Kazakhs Must Create Their Own Nationalism to Address Problems and Survive, Tatilya Says


Paul Goble

            Staunton, October 31 – Because of their history, Kazakhs in sharp contrast to most of the other post-Soviet nations, have never developed a full-fledged nationalism, but they desperately need to do so now, Kenzhe Tatilya says, or they won’t be able to solve the problems they now face or even ensure that their nation and state will survive.

            The Kazakhstan political commentator says that Vladimir Putin proudly declares that he is a Russian nationalist, but many Kazakhs, like some other non-Russians, are afraid to do the same about their peoples.  This is more, he suggests than just a question of Quod licet Jovi, non licet bovi (camonitor.kz/33821-nuzhen-li-nam-kazahskiy-nacionalizm-esli-da-to-kakoy.html).

            In most places, Taatilya says, the philosophy of nationalism served as the catalyst for processes which led to the appearance of new state formations. But in Kazakhstan, the situation has been different and Kazakh nationalism “did not become a key motivating factor which made possible the appearance of Kazakh statehood.”

            The reasons for this are historical, the commentator continues.  While some Kazakhs have talked about nations and nationalism, in almost no case did they let alone the society they hoped to appeal to accept nationalism as a doctrine and guide for action.
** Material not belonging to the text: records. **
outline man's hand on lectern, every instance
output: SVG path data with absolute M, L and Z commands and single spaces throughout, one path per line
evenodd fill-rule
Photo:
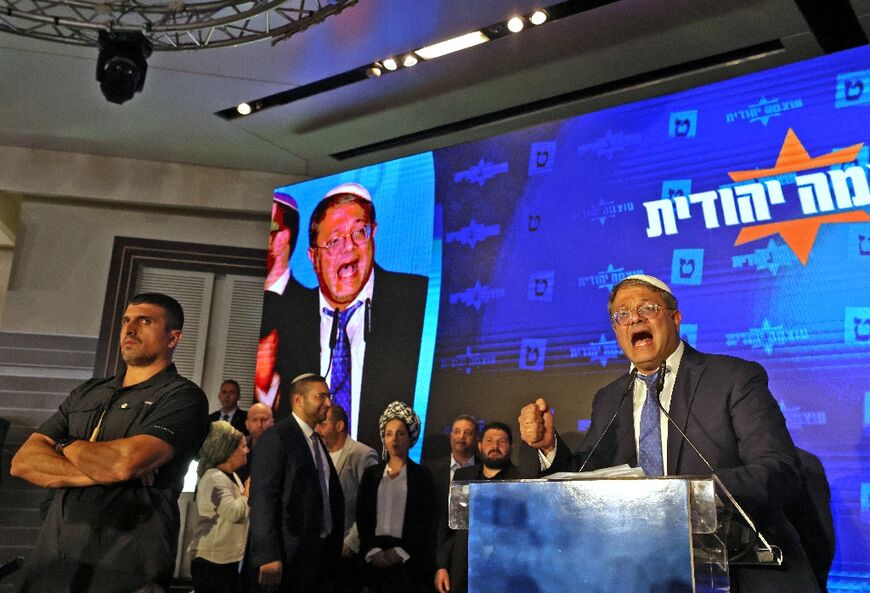
M 540 449 L 545 454 L 556 448 L 556 429 L 553 414 L 547 402 L 538 398 L 533 404 L 520 410 L 520 437 L 530 447 Z

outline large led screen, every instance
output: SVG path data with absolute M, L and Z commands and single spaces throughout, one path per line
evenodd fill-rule
M 432 458 L 458 414 L 515 425 L 544 396 L 577 442 L 596 390 L 628 368 L 608 291 L 652 274 L 679 299 L 686 342 L 768 371 L 796 444 L 827 471 L 830 589 L 870 588 L 868 122 L 863 47 L 277 188 L 298 215 L 303 296 L 267 299 L 261 398 L 287 413 L 274 373 L 299 349 L 285 375 L 334 371 L 322 287 L 370 266 L 364 364 L 340 369 L 355 436 L 380 449 L 377 417 L 402 399 L 425 427 L 413 455 Z M 317 274 L 312 212 L 348 182 L 374 205 L 372 253 Z M 365 238 L 342 228 L 343 245 Z

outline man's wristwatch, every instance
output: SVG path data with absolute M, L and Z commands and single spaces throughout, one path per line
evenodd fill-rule
M 57 451 L 58 455 L 63 455 L 64 448 L 76 442 L 77 440 L 77 438 L 71 436 L 65 436 L 63 438 L 60 438 L 54 442 L 54 450 Z

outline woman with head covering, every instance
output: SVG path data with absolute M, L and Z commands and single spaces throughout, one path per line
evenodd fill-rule
M 248 487 L 235 470 L 247 463 L 244 435 L 229 422 L 212 422 L 199 452 L 196 527 L 190 574 L 196 593 L 238 593 L 239 561 L 248 536 Z
M 367 584 L 380 593 L 425 591 L 435 570 L 437 505 L 429 470 L 408 458 L 420 436 L 420 418 L 396 401 L 379 425 L 386 461 L 365 470 L 357 498 Z

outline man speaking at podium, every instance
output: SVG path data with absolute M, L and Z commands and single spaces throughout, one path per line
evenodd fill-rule
M 785 559 L 782 568 L 732 565 L 732 591 L 818 591 L 781 510 L 800 491 L 800 474 L 761 365 L 684 343 L 677 299 L 653 276 L 629 276 L 614 286 L 608 313 L 631 369 L 595 394 L 592 424 L 577 455 L 556 434 L 545 400 L 520 412 L 522 440 L 538 450 L 542 474 L 620 464 L 642 467 L 648 476 L 715 472 Z

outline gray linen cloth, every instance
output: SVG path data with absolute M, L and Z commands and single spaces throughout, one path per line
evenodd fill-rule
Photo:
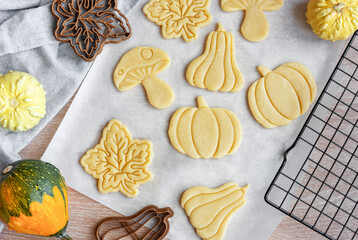
M 128 14 L 137 1 L 120 0 L 118 8 Z M 47 93 L 47 114 L 33 129 L 10 132 L 0 128 L 0 170 L 20 159 L 18 153 L 73 96 L 92 64 L 78 57 L 70 44 L 55 39 L 56 19 L 51 3 L 52 0 L 0 1 L 0 73 L 28 72 Z
M 128 14 L 137 1 L 121 0 L 118 8 Z M 30 73 L 44 86 L 47 100 L 47 114 L 33 129 L 10 132 L 0 128 L 0 171 L 20 159 L 18 153 L 68 102 L 92 65 L 78 57 L 70 44 L 55 39 L 51 3 L 0 0 L 0 73 Z M 2 229 L 0 223 L 0 232 Z

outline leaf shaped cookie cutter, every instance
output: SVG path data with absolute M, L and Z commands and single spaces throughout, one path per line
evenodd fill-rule
M 93 61 L 105 44 L 119 43 L 132 34 L 116 0 L 55 0 L 51 10 L 57 18 L 56 39 L 69 42 L 86 61 Z
M 131 216 L 109 217 L 103 219 L 96 230 L 97 240 L 106 239 L 132 239 L 160 240 L 169 232 L 169 218 L 174 216 L 170 207 L 158 208 L 150 205 Z M 155 222 L 151 224 L 151 222 Z M 111 224 L 112 223 L 112 224 Z M 119 225 L 115 226 L 114 223 Z M 106 230 L 106 225 L 109 225 Z M 148 226 L 147 226 L 148 225 Z M 150 225 L 150 226 L 149 226 Z M 147 227 L 146 227 L 147 226 Z M 118 236 L 120 232 L 124 235 Z M 116 235 L 113 238 L 108 237 Z

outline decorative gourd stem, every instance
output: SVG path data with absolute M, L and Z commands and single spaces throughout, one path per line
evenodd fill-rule
M 218 23 L 218 29 L 216 31 L 217 32 L 225 32 L 225 28 L 220 22 Z
M 268 67 L 265 67 L 263 65 L 260 65 L 257 67 L 257 71 L 259 71 L 259 73 L 265 77 L 269 72 L 272 72 L 271 69 L 269 69 Z
M 3 174 L 7 174 L 8 172 L 11 171 L 12 168 L 13 168 L 12 165 L 9 165 L 9 166 L 7 166 L 7 167 L 2 171 L 2 173 L 3 173 Z
M 241 190 L 242 190 L 244 193 L 246 193 L 247 190 L 249 190 L 249 188 L 250 188 L 250 185 L 247 184 L 245 187 L 242 187 Z
M 208 107 L 208 105 L 206 104 L 205 102 L 205 99 L 202 97 L 202 96 L 199 96 L 198 99 L 198 107 L 201 108 L 201 107 Z
M 336 11 L 336 12 L 343 12 L 344 10 L 344 4 L 343 3 L 338 3 L 337 5 L 334 5 L 333 6 L 333 9 Z
M 66 231 L 62 232 L 60 235 L 57 236 L 57 238 L 61 239 L 61 240 L 73 240 L 67 233 Z

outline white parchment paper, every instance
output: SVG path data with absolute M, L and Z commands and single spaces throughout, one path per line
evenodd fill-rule
M 304 15 L 306 0 L 285 1 L 279 11 L 266 12 L 271 29 L 269 36 L 259 43 L 248 42 L 239 33 L 243 12 L 224 12 L 218 0 L 210 6 L 213 22 L 199 31 L 197 40 L 191 43 L 182 39 L 166 40 L 159 26 L 143 14 L 146 3 L 140 1 L 128 15 L 132 38 L 118 45 L 107 45 L 98 56 L 43 160 L 55 164 L 70 187 L 122 214 L 133 214 L 149 204 L 170 206 L 175 216 L 170 221 L 168 237 L 174 240 L 199 239 L 180 207 L 180 197 L 186 189 L 197 185 L 215 188 L 229 181 L 241 186 L 250 184 L 247 205 L 233 216 L 225 239 L 269 238 L 282 214 L 264 202 L 264 193 L 282 162 L 282 153 L 294 141 L 308 113 L 288 126 L 264 129 L 250 114 L 247 89 L 260 77 L 256 71 L 258 65 L 276 68 L 297 61 L 312 71 L 320 93 L 338 61 L 343 42 L 323 41 L 312 33 Z M 216 29 L 219 21 L 234 34 L 236 59 L 246 80 L 238 93 L 209 92 L 190 86 L 185 79 L 187 65 L 202 54 L 207 35 Z M 157 110 L 149 105 L 140 85 L 119 92 L 113 84 L 112 72 L 118 60 L 137 46 L 159 47 L 171 56 L 170 67 L 159 74 L 176 95 L 175 102 L 167 109 Z M 182 106 L 196 106 L 199 95 L 204 96 L 209 107 L 227 108 L 240 118 L 243 138 L 235 154 L 217 160 L 195 160 L 171 146 L 167 129 L 172 114 Z M 122 121 L 134 138 L 150 139 L 154 144 L 150 165 L 154 179 L 140 186 L 140 194 L 134 199 L 121 193 L 100 194 L 97 180 L 80 165 L 82 155 L 99 142 L 103 128 L 113 118 Z

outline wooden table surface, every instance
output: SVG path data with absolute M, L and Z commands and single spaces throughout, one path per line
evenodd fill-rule
M 63 117 L 72 103 L 72 99 L 66 106 L 52 119 L 52 121 L 24 148 L 20 155 L 22 158 L 40 159 L 52 137 L 56 133 Z M 67 232 L 75 240 L 95 240 L 95 229 L 99 220 L 109 216 L 118 216 L 118 213 L 103 206 L 102 204 L 82 195 L 81 193 L 69 188 L 69 214 L 70 220 Z M 95 213 L 95 214 L 94 214 Z M 43 238 L 31 235 L 19 234 L 10 231 L 6 227 L 0 234 L 0 240 L 46 240 L 53 238 Z M 270 240 L 298 240 L 298 239 L 326 239 L 298 223 L 290 217 L 284 217 L 281 224 L 272 233 Z M 187 240 L 187 239 L 186 239 Z M 256 240 L 256 239 L 254 239 Z

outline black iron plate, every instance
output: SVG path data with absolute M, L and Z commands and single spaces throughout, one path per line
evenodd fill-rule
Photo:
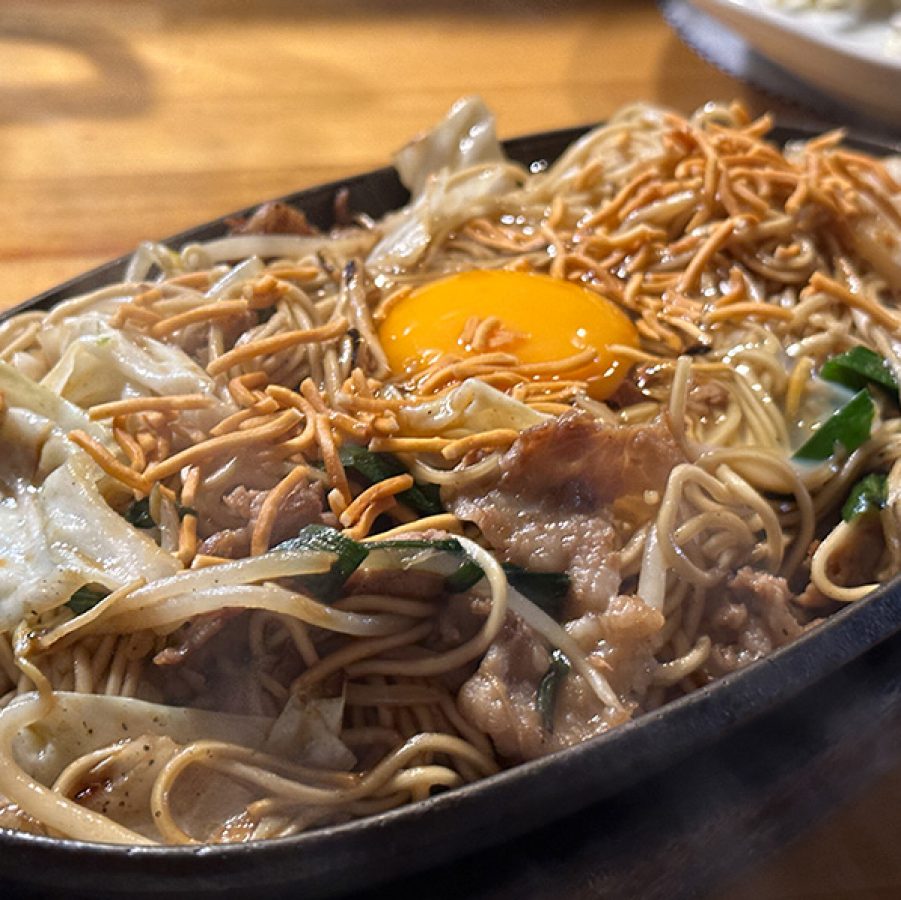
M 552 161 L 584 131 L 531 135 L 506 149 L 526 164 Z M 781 128 L 773 138 L 810 135 Z M 350 208 L 373 216 L 407 199 L 391 169 L 282 199 L 328 227 L 341 188 Z M 248 212 L 167 243 L 223 234 L 227 218 Z M 126 264 L 115 260 L 6 315 L 117 280 Z M 697 896 L 901 763 L 884 740 L 901 726 L 899 631 L 896 580 L 791 646 L 579 747 L 294 838 L 123 848 L 0 829 L 0 885 L 7 896 L 94 898 Z

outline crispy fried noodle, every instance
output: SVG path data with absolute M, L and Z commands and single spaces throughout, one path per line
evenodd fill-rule
M 0 827 L 236 842 L 602 734 L 901 569 L 901 190 L 839 133 L 478 100 L 0 325 Z

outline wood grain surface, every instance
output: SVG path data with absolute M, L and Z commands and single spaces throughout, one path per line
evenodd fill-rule
M 3 0 L 0 308 L 384 165 L 471 92 L 503 137 L 637 100 L 774 106 L 644 0 Z M 901 773 L 711 900 L 901 896 L 899 831 Z

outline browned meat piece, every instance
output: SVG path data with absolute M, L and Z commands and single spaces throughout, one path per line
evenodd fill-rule
M 701 630 L 713 648 L 704 666 L 716 678 L 772 653 L 804 630 L 791 607 L 784 578 L 750 566 L 738 570 L 723 594 L 710 604 Z
M 240 559 L 250 552 L 250 533 L 247 528 L 217 531 L 197 548 L 197 552 L 225 559 Z
M 657 668 L 654 636 L 663 614 L 635 594 L 614 597 L 603 613 L 587 612 L 566 630 L 589 658 L 604 667 L 607 680 L 629 706 L 639 706 Z
M 567 630 L 603 669 L 627 709 L 639 706 L 657 663 L 662 615 L 619 595 L 614 521 L 624 510 L 650 516 L 683 456 L 664 421 L 610 426 L 567 414 L 524 432 L 503 456 L 499 475 L 445 492 L 450 509 L 475 522 L 506 560 L 534 571 L 566 571 L 573 598 Z M 578 618 L 576 618 L 578 617 Z M 554 728 L 536 705 L 548 652 L 534 633 L 508 621 L 459 694 L 463 714 L 498 752 L 530 759 L 598 734 L 629 713 L 612 713 L 570 673 L 558 694 Z
M 557 695 L 554 729 L 547 731 L 537 694 L 549 664 L 548 651 L 535 632 L 508 616 L 478 670 L 460 689 L 460 711 L 491 738 L 505 759 L 535 759 L 571 747 L 624 718 L 606 710 L 582 678 L 571 672 Z
M 812 581 L 807 587 L 795 597 L 795 604 L 804 609 L 814 610 L 821 609 L 825 606 L 835 604 L 834 600 L 830 600 Z
M 698 418 L 711 418 L 728 403 L 729 391 L 718 381 L 702 381 L 688 390 L 688 412 Z
M 338 188 L 335 192 L 335 224 L 346 228 L 354 224 L 354 214 L 350 208 L 350 190 Z
M 248 489 L 239 485 L 222 498 L 222 503 L 233 516 L 241 519 L 255 519 L 267 493 L 269 492 Z
M 663 421 L 611 426 L 567 414 L 523 432 L 499 476 L 443 496 L 508 562 L 568 572 L 579 615 L 604 609 L 619 590 L 614 504 L 650 515 L 644 493 L 662 492 L 682 461 Z
M 607 398 L 607 405 L 611 409 L 625 409 L 627 406 L 633 406 L 647 399 L 635 383 L 635 380 L 627 377 L 620 382 L 619 387 Z
M 736 601 L 743 603 L 764 621 L 775 647 L 794 640 L 801 626 L 789 606 L 792 593 L 785 579 L 769 572 L 758 572 L 744 566 L 729 582 Z
M 549 664 L 550 656 L 535 633 L 511 616 L 476 674 L 460 689 L 460 711 L 507 759 L 533 759 L 549 752 L 535 703 Z
M 593 511 L 619 497 L 662 490 L 683 457 L 669 428 L 606 425 L 567 413 L 524 432 L 503 461 L 505 486 L 523 496 Z
M 316 234 L 299 209 L 277 200 L 264 203 L 248 219 L 229 221 L 232 234 Z
M 228 513 L 243 519 L 240 528 L 224 528 L 211 534 L 200 545 L 198 552 L 210 556 L 239 559 L 250 552 L 253 526 L 260 514 L 260 507 L 268 495 L 239 485 L 222 498 Z M 270 537 L 270 546 L 294 537 L 304 525 L 323 522 L 322 485 L 318 481 L 297 485 L 285 498 Z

Even the Alash Orda limited itself to demands for autonomy.

            However strange it may seem, “the most powerful outburst of Kazakh nationalism” were the events of 1986. “But even then, these December events did not become for our ethnos a moment of truth” and did not acquire “an all national character” or promote “the consolidation of the Kazakhs as a nation.”

            A year or two later, with the appearance of glasnost, national movements worthy of the name arose in Lithuania, Georgia and elsewhere, Tatilya says; but again not in Kazakhstan.  The republic’s acquisition of independence was not the result of a national movement but rather something else, the collapse elsewhere of the empire. 

            After 1991, “all movements of a nationalist type in our country came to nothing,” a development some explain by the harsh policies of the regime and others by the calculations about the existence of more than one nation int eh country and the absence of a charismatic leader who might assume charge of a genuine national movement.

            But Tatilya says there are three critical reasons that are often ignored, reasons that in and of themselves show why Kazakhs must now form a national movement. First, “we Kazakhs even now have not fully formed as a nation in the commonly accepted meaning of that term.” Instead, the Kazakhs have not been able to “overcome survivals of traditional society.”

            Second, Kazakhs remained mired in the post-colonial syndrome even 30 years after gaining independence and still blame everyone but themselves for their problems. And third, they lack a longstanding tradition of state independence that could serve as the basis for nationalism as commonly understood.

            Today, Tatilya argues, Kazakhs desperately need a nationalism of their own and “for one simple reason: Until political nationalism takes shape in their country, “all our current problems will remain in a state of permanent irresolution,” including identity, language modernization, conceptualization of history, and overcoming the post-colonial syndrome.

            But even these aren’t the main reason for working to develop Kazakh nationalism, he concludes. Instead, it is this: a country lacking such political nationalism “cannot but generate feelings of concern about our future.”